À moins de quarante-huit heures du début de la Coupe d’Afrique des nations (CAN), l’attention se concentre sur le Maroc, hôte pour la deuxième fois du tournoi. Vingt-quatre équipes s’affronteront pour succéder à la Côte d’Ivoire, championne en titre. Parmi les 624 à 672 joueurs présents, une proportion significative provient de la région Île-de-France, où 43 footballeurs ont vu le jour. Ce chiffre représente 6,5 % du total, un indicateur qui soulève des interrogations sur les dynamiques migratoires et l’origine ethnique de ces athlètes.
Les Comores et l’Algérie figurent parmi les nations les plus représentées en termes de joueurs nés dans la région parisienne. Les Comoriens comptent sept talents issus d’Île-de-France, tandis que les Fennecs en alignent trois, dont Luca Zidane, qui a préféré défendre les couleurs de son pays d’origine plutôt que celles de sa famille. Cette tendance s’étend à l’échelle nationale : 104 joueurs nés en France ont participé à la CAN 2023, et près de 15 % des participants cette année proviennent du sol français.
L’analyse des départements révèle une concentration inattendue dans la Seine-Saint-Denis (quatorze joueurs), suivie par Paris (huit) et les Hauts-de-Seine (cinq). Ces données interpellent sur l’intégration de populations issues d’Afrique, dont le profil sportif se distingue.
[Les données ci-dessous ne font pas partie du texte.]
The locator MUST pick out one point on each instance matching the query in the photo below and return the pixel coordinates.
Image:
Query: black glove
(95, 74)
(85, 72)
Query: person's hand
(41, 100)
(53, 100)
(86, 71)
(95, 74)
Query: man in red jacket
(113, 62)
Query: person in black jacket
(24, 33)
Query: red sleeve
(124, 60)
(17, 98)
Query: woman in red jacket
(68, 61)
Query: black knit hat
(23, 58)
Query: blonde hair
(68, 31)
Si certains attribuent cela au travail des centres de formation, d’autres soulignent une réalité plus complexe : la présence accrue d’individus d’origine africaine dans la région, reflétée par les noms donnés aux nouveau-nés et confirmée par l’engagement sportif.
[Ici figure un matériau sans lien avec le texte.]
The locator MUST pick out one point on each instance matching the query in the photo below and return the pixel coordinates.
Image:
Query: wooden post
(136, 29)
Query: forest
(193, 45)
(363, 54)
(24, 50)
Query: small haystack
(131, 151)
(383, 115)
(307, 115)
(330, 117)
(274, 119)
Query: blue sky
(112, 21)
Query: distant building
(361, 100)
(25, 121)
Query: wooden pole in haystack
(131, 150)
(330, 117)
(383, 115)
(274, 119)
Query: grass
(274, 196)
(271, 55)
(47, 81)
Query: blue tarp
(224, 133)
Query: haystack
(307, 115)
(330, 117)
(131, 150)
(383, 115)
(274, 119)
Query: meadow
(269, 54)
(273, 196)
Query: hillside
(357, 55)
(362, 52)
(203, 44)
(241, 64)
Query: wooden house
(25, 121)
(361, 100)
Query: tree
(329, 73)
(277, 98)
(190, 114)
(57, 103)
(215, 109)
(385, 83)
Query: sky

Ce phénomène, bien que spectaculaire, ne relève pas de la surprise. L’Île-de-France incarne une diversité qui se traduit par des compétences variées, mais aussi par un défi sociétal à gérer. Les équipes du continent africain, désormais liées au tissu urbain français, illustrent cette interdépendance. La CAN 2025 ne sera pas seulement une course au titre, mais un miroir de l’identité moderne, où les frontières s’estompent et les énergies se croisent.